Abstract Details

Title MALT1 Scaffold and Proteolytic Activity Regulate Tfh Cell Differentiation in the Progression of Neuromyelitis Optica

Topic Autoimmune Neurology

Presentation(s) S38 - NMOSD, MOGAD, Demyelinating, and Other (1:12 PM-1:24 PM)

Poster/Presentation
Number 002

Objective This study aims to elucidate the interplay between MALT1 and the pathogenesis of neuromyelitis optica (NMO).

Background The mucosa-associated lymphoid tissue lymphoma translation protein 1 (MALT1) lays a multifaceted role in immune and inflammatory responses.

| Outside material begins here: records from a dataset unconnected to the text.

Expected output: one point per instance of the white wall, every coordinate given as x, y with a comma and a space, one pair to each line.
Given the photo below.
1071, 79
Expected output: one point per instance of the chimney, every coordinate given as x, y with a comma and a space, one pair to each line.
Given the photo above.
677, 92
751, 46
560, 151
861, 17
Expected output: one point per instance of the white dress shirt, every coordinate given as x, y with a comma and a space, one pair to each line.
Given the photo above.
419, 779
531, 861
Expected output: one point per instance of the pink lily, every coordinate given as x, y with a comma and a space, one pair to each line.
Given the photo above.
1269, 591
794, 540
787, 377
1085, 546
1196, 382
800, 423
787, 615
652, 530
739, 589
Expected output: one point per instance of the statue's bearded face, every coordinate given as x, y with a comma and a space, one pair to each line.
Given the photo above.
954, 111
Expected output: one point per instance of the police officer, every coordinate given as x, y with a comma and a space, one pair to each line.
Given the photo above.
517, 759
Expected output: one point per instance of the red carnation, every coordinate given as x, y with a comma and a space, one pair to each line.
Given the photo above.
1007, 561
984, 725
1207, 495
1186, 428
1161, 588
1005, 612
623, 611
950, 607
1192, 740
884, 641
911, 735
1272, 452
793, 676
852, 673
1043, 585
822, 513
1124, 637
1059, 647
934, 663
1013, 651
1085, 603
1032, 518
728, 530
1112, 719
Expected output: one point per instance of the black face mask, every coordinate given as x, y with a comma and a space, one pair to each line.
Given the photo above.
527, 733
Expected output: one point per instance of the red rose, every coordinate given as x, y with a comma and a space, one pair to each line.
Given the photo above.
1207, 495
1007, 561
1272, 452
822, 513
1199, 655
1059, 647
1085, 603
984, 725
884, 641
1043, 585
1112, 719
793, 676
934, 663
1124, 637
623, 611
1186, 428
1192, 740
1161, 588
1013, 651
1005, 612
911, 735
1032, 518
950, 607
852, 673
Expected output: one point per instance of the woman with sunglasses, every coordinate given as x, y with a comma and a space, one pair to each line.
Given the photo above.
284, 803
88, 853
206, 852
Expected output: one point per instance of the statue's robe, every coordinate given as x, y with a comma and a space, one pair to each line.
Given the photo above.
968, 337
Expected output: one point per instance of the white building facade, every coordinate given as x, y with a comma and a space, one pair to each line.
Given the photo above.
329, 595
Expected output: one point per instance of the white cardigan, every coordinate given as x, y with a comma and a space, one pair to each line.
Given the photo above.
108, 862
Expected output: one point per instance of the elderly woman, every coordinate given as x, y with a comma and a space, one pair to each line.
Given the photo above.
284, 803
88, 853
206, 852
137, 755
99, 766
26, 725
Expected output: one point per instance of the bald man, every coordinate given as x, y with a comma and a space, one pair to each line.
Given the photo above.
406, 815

Despite its established functions, the specific contribution of MALT1 to NMO pathogenesis remains enigmatic. MALT1 serves as a scaffold protein within the NF-κB signaling pathway and has recently been identified to possess proteolytic capabilities, modulating the fate of Tfh cells by cleaving proteins such as Roquin-1. However, the impact of MALT1 on distinct T cell subsets appears to be context-dependent.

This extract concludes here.